4. Flux Cored Arc Welding (FCAW)
The fourth and final method is closely similar to MIG welding. The fundamental elements are the same, where it uses a consumable electrode to help generate the heat needed. However, instead of using a solid wire, this technique utilizes a tube-shaped wire with flux instead. Flux Cored Arc welding can further be divided into two subtypes depending on the wire used and whether they require an external shielding gas. The first type, where you use social good wires, doesn’t require an external shielding gas and can therefore be used outdoors, even during windy days. On the other hand, the other subtype, referred to as dual shield welding, needs external shielding gas. This allows the generation of enough heat to weld structural steel. In fact, this is one of the reasons this method was developed in the first place. Like with the other techniques we discussed, it also has its downsides. For instance, it generates more smoke compared to other welding methods. This makes it more difficult to make an accurate weld due to lack of visibility.

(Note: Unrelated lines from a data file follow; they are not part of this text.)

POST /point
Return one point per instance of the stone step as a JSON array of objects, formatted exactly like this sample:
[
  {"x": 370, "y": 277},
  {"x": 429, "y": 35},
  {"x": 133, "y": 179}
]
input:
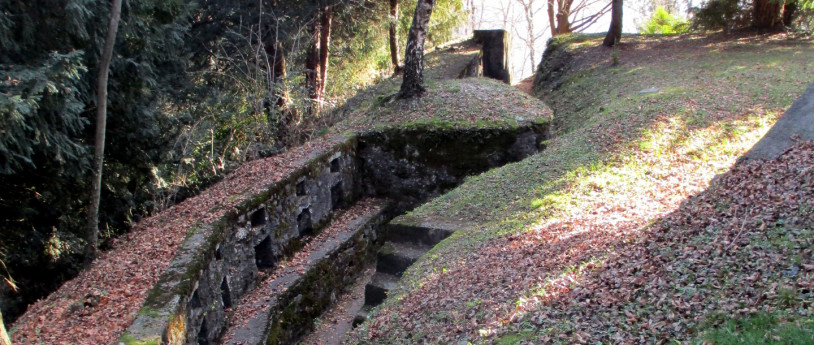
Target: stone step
[
  {"x": 361, "y": 316},
  {"x": 395, "y": 258},
  {"x": 305, "y": 285},
  {"x": 406, "y": 229},
  {"x": 376, "y": 290}
]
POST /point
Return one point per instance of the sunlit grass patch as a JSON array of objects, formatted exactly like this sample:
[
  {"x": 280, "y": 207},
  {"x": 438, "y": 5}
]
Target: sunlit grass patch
[
  {"x": 763, "y": 328},
  {"x": 620, "y": 162}
]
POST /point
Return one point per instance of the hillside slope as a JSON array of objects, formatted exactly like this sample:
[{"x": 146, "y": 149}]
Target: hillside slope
[
  {"x": 98, "y": 305},
  {"x": 614, "y": 233}
]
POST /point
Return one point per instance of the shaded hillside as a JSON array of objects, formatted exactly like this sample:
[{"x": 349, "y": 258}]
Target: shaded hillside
[{"x": 101, "y": 302}]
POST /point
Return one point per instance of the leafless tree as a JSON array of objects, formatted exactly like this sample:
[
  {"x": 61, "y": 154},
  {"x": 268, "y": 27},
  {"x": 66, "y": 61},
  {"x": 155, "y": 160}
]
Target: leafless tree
[
  {"x": 101, "y": 126},
  {"x": 615, "y": 30},
  {"x": 412, "y": 84},
  {"x": 4, "y": 339},
  {"x": 532, "y": 35},
  {"x": 567, "y": 16}
]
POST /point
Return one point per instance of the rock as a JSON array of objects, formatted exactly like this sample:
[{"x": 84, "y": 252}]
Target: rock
[{"x": 649, "y": 90}]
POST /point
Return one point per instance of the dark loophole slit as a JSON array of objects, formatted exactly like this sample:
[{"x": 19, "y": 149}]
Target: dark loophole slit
[
  {"x": 258, "y": 218},
  {"x": 263, "y": 255},
  {"x": 203, "y": 334},
  {"x": 218, "y": 253},
  {"x": 304, "y": 225},
  {"x": 225, "y": 294},
  {"x": 195, "y": 301},
  {"x": 301, "y": 188},
  {"x": 337, "y": 196}
]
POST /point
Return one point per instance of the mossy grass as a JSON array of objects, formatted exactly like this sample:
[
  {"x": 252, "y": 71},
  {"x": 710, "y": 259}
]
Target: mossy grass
[{"x": 762, "y": 328}]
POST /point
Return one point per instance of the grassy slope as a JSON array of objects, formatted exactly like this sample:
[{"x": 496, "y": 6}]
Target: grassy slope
[
  {"x": 561, "y": 222},
  {"x": 449, "y": 103}
]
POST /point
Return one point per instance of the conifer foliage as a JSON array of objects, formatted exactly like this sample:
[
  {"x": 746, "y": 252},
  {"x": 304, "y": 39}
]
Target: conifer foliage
[{"x": 195, "y": 89}]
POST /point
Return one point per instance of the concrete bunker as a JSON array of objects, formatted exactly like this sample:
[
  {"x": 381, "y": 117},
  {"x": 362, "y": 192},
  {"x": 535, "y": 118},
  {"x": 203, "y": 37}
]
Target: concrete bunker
[{"x": 222, "y": 262}]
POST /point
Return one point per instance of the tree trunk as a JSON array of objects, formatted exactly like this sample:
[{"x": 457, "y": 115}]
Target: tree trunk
[
  {"x": 324, "y": 42},
  {"x": 615, "y": 30},
  {"x": 394, "y": 39},
  {"x": 551, "y": 23},
  {"x": 788, "y": 12},
  {"x": 412, "y": 84},
  {"x": 101, "y": 125},
  {"x": 276, "y": 53},
  {"x": 4, "y": 339},
  {"x": 312, "y": 69},
  {"x": 766, "y": 14},
  {"x": 563, "y": 11}
]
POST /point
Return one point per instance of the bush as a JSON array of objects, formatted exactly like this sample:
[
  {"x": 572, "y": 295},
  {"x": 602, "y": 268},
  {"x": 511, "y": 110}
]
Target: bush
[
  {"x": 722, "y": 14},
  {"x": 662, "y": 22}
]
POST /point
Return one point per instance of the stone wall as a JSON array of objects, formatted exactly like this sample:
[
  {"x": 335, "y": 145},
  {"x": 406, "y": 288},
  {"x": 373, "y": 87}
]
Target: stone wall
[
  {"x": 414, "y": 165},
  {"x": 219, "y": 262},
  {"x": 496, "y": 54}
]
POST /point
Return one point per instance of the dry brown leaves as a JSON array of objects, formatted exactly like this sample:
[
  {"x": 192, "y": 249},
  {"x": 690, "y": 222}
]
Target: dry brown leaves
[
  {"x": 263, "y": 296},
  {"x": 606, "y": 276},
  {"x": 98, "y": 305}
]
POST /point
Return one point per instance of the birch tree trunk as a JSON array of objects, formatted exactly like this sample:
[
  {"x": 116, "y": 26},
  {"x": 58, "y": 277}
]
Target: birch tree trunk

Which Is the Best Welding Technique?
There are four types of welding: Gas Metal Arc Welding (or Metal Inert Gas Welding), Gas Tungsten Arc Gas Welding (or Tungsten Inert Gas Welding), Shielded Metal Arc Welding, and Flux Cored Arc Welding. Each has its strengths and weaknesses. Honestly speaking, there is no better method than the other. It will simply boil down to the welding techniques you choose to master, the specific requirements of your projects and materials, and the gear that’s most accessible to you.